# Urban beekeeping?



## cgr (Aug 23, 2011)

I got on the forum mainly to sell off the items we bought as a production company, but have had my curiousity piqued by all this - and the television show we shot based on beekeeping.

I live right in the city of Montreal, but by chance saw some beat-up frames out in the trash the other day, on my block. I'm wondering if it is possible that people are keeping hives on their roofs? Is there any such thing as urban beekeeping? Obviously not the image I have of it.

Plus Montreal is pretty cold in the winter, where would the bees that survive the summer go?

Thanks!

CGR


----------



## MinnePchyolka (Apr 9, 2010)

Urban beekeeping is all the rage. Google it.


----------



## Specialkayme (Sep 4, 2005)

There was an article in one of the bee magazines a few months ago (can't remember which one) that was all about urban beekeeping . . . in Montreal if I remember correctly. It had hives kept on the roof of a hotel, in addition to a few other houses in the city.

Hives are kept much further north than Montreal. They will overwinter there too.


----------



## Bsweet (Apr 9, 2010)

Sounds like you need to keep your gear and shoot a show on urban beekeeping. You would be surprised how many beekeepers and thier bees are in town, alot of folks here on this forum have city bees and we have members from around the world. Welcome and wait to sell your gear for a while. jim


----------



## Michael Bush (Aug 2, 2002)

I've had bees in town off and on since the 70's. No serious issues. Once in a while some neighbor finally realizes you have bees, but usually they have been there a year by then...


----------



## dreamlandart (Aug 1, 2011)

Recently moved from Chicago to Virginia and Chicago had tons of urban hives.
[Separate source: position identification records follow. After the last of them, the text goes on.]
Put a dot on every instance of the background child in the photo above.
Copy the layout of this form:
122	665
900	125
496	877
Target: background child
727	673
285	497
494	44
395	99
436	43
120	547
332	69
Chicago is one of the cities with more green roofs than any other city and therefore also many hives on those green roofs.


----------



## KQ6AR (May 13, 2008)

Backyard beekeeper outnumber commercial beekeepers.
There is probably a club in you're area.


----------



## AmericasBeekeeper (Jan 24, 2010)

Welcome! It would be good to learn more about bees before going to the media. Correct information is better for beekeeping.


----------



## Stephanie (Sep 4, 2011)

I wrote an article for OpenFile Montreal about urban beekeeping in the Montreal area.

http://montreal.openfile.ca/montreal/file/2011/06/urban-beekeeping-rise-montreal

I found Branislav Babic of the McGill Apiculture Association to be a terrific resource.

http://www.maa-mac.com/


----------